Since then, a lot has changed. IV has become IVUnited, as we further dissected our development plan and branding strategies for the years to come. We learned how to jump through the hoops of the non-profit landscape. When we first started this initiative, we knew how to solve problems in the real world and create helpful environments that could help our communities, but we didn’t know much about the non-profit sector’s “game”. In these five years, we learned how to chase after our development ideals and build for the long-term, without letting established norms bend or diminish our standards for humane kindness, priorities and hopes. Our platform has changed. We have had to deal with plagiarism where we were looking for collaboration. Some of our strategies and development projects have even been taken over by bigger organizations – and are now being implemented without us. Last year, we also had a fire at our official headquarters, forcing us to close down for some time.
It has been difficult in more ways than expected.
Despite all these obstacles, the lands of activism, humanitarianism and philanthropy have never been better. These past years have seen such drastic change lead by the #MeToo movement and youth-driven protests worldwide, the path is more comfortable to walk for all change-makers and innovators worldwide.
As we are getting ready for our new projects this year, and redesigning our collaborative open source platform, we are reflecting on the way we got here in the first place. Why we need the independent volunteers mentality, why IVUnited needed to exist, and all that it will take to brave through the obstacles that separate us from a fairer world.

Create Reality
A cause for us all.
IV was launched to create philanthropic projects. IV stands for Independent Volunteers, welcoming all the people who have decided to take a stand against a source of suffering in this world, regardless of their backgrounds, origins, political views or professional alliances. IV’s mission is to bring improved realities to life. Driven by visionaries, embracing innovation, we work together to shape a piece of future. This union serves of guidance to philanthropists, social-entrepreneurs and activists of all horizons to find the roadmap, tools, approvals, support and funding they need in order to make ideas for change a reality today. The world is changing at an unprecedented speed. It’s time that our approach to global humanitarian actions did as well.
Why It All Started
A letter of intention by our founder, Mia Sea.

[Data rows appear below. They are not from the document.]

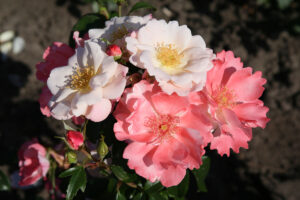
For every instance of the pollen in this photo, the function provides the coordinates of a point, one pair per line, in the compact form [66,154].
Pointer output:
[81,77]
[162,126]
[225,98]
[168,55]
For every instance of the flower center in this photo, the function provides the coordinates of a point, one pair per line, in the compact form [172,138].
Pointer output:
[163,126]
[119,33]
[224,98]
[168,55]
[81,77]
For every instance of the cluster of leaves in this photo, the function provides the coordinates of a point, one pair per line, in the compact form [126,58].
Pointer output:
[118,181]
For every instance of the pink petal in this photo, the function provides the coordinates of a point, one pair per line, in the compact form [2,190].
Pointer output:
[253,114]
[139,157]
[169,104]
[197,118]
[246,87]
[172,176]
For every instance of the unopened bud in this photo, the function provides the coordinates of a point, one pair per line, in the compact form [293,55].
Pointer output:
[75,139]
[115,51]
[71,156]
[102,148]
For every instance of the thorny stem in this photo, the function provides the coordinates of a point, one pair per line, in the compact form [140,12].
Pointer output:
[87,154]
[120,10]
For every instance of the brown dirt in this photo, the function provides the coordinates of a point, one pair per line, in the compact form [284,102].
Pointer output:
[262,37]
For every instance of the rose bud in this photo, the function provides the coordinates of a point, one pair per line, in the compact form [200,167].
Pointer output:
[32,162]
[75,139]
[115,51]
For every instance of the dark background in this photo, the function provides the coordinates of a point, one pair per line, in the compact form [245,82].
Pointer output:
[263,36]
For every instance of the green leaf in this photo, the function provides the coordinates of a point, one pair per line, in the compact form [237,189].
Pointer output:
[201,173]
[156,196]
[138,196]
[140,5]
[153,187]
[120,196]
[111,186]
[181,189]
[69,172]
[85,23]
[122,175]
[4,182]
[77,181]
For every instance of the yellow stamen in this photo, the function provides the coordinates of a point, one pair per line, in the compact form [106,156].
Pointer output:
[81,78]
[164,127]
[168,55]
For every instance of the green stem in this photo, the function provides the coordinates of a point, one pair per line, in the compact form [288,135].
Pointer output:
[120,9]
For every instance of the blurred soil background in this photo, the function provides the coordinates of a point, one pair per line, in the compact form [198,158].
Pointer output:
[265,38]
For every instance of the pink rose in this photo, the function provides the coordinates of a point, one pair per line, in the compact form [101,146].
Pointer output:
[56,55]
[162,145]
[232,93]
[75,139]
[115,51]
[32,162]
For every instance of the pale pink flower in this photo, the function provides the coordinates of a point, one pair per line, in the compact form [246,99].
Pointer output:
[78,120]
[32,162]
[114,50]
[45,97]
[75,139]
[232,93]
[56,55]
[161,144]
[87,85]
[178,60]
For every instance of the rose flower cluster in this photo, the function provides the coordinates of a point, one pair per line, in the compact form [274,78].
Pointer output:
[181,98]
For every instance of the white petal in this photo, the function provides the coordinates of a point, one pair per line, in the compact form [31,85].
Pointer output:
[115,89]
[61,110]
[7,36]
[62,94]
[58,78]
[95,33]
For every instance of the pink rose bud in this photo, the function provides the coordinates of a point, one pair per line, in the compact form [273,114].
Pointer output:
[115,51]
[32,162]
[75,139]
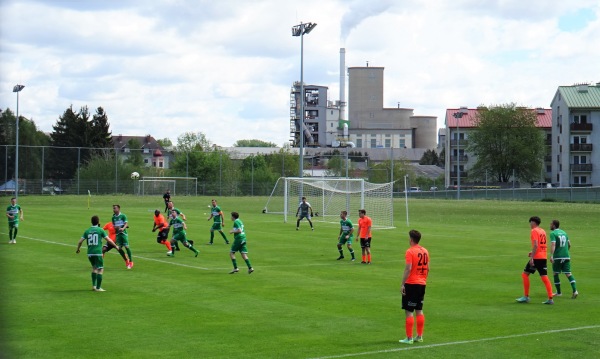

“Thank you for showing me that I will not spend my life working on illusions. I will instead start creating beautiful realities.”
A few years ago, I was graduating with a master’s degree in advertising and communication in Paris, and this was the last sentence of my thesis’ presentation. My studies gave me clarity on the methods of a field that influenced and insidiously groomed populations towards consumption. I had been trained in semiotics, behavioral psychology and neuroscientific observations in order to learn how to condition people. Make them feel the beautiful and powerful emotions that we are designed for in order to survive and thrive as a species, and use this genetic programming to make people love and need and need more of the products, the brands, the businesses around us.
I grew up between the avant-garde fashion industry and show business, and back then, learning how to shape fantasies seemed like a logical path for my future. As a child of a weird creative bubble, I longed for structure and ways to learn how to make sense of reality, to a point where sciences more than arts became my fantasy. Communication and advertising, oddly enough seemed like something between both, giving a controlled and quantifiable framework to the release of shared visions and information. That’s what publicity is after all, it’s all about quantifying dreamy and buzzed up fluff.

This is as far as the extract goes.